Pérdida de conejos
Hojeo libros. Ojeo periódicos y revistas digitales. Paso de manera incandescente por tertulias y noticiarios televisivos. Oigo entrecortado, escucho voces radiofónicas que me mantienen en una vigilia soñolienta. Los titulares de cientos y cientos de noticias se acumulan formando un potaje de cacofonías. Por eso dudo. Hasta el extremo de entrar en fase negacionista de cualquier realidad que no sea virtual.
Demasiados estímulos para la cólera o la destilación de bilis negra, o sea, de melancolía. ¿Cómo es posible que exista un procedimiento estadístico que permite a alguien asegurar que ha disminuido un 61% el número de conejos en los montes peninsulares. En una tierra de conejos, cuando faltan los conejos, se convierte en una tierra de bulos y de fiebres conejeras. Ni con reguetón se puede bailar este desasosiego.
O acaso los imágenes de lo que algunos llaman la genialidad de los servicios de inteligencia ucranios, destruyendo, parece ser, bombarderos rusos aparcados al aire libre ¿no forman parte de los cuentos ejemplares menos chejovianos jamás narrados?

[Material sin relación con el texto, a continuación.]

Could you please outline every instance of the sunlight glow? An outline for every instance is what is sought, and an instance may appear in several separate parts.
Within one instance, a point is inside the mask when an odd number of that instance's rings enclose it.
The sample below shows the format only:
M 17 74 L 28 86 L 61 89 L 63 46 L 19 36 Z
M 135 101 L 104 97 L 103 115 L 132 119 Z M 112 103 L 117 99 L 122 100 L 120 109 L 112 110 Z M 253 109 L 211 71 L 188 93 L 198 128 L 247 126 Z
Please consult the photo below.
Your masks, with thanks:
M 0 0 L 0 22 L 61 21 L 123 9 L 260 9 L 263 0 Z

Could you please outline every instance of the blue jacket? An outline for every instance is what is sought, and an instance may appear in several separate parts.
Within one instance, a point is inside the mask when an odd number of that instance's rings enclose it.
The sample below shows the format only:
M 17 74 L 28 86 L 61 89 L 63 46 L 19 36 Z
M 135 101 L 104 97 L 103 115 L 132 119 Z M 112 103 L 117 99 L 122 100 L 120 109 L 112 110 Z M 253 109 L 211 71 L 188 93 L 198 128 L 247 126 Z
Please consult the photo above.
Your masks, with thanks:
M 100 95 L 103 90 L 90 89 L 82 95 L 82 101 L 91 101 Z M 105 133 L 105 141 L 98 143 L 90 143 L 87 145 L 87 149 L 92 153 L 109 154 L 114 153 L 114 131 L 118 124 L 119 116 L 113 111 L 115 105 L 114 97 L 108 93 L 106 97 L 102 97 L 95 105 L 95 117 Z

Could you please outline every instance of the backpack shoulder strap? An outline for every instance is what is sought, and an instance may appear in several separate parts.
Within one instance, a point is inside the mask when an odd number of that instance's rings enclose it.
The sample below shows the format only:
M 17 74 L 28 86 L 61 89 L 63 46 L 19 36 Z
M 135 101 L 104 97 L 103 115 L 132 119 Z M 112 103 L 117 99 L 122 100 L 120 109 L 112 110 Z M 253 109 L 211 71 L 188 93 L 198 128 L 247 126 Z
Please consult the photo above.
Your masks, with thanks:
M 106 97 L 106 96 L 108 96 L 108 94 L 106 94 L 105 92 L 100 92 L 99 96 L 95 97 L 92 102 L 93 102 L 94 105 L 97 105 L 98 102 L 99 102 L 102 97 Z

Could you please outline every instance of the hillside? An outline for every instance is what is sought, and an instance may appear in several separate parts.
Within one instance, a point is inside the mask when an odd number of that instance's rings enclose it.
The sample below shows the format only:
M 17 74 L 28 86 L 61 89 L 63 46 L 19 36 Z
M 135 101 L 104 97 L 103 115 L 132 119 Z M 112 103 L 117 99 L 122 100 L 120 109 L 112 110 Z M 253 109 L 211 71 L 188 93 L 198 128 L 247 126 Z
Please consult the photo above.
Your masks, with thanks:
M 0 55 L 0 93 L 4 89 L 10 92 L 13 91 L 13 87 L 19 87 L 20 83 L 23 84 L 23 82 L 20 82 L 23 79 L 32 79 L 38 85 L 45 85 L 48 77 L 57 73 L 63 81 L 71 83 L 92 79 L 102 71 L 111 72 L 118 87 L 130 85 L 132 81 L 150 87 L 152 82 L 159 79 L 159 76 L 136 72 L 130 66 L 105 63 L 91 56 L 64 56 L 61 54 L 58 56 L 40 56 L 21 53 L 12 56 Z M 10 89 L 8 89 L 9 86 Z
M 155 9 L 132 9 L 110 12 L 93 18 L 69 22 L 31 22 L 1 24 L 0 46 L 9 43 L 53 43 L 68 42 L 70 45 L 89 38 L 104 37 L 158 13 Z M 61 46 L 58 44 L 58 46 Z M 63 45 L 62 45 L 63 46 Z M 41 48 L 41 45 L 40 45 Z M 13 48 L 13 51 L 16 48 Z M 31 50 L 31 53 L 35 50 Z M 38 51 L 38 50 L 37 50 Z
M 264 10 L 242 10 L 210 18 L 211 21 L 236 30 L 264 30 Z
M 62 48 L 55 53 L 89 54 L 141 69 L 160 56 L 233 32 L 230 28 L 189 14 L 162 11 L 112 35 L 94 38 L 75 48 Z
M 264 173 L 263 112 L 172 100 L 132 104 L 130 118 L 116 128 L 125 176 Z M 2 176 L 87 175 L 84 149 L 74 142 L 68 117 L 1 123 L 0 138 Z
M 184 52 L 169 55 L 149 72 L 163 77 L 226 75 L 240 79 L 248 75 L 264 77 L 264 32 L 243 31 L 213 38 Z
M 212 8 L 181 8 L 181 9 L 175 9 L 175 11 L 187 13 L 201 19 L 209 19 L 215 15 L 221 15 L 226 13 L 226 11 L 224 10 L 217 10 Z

No se han hecho esas imágenes con IA, se han hecho con tozudez artesana propagandística. Esos aviones que nos enseñan semidestruidos parecen del siglo pasado y no dan mucho miedo.
Cuando cae o caía una bomba de esos bombarderos, ¿a cuántos conejos afectaba su onda expansiva? No tiene gracia. Hablamos de las guerras como si fueran series de televisión violentas y son desgracias globales. La masacre de Gaza no tiene justificación posible. No habrá paz nunca más.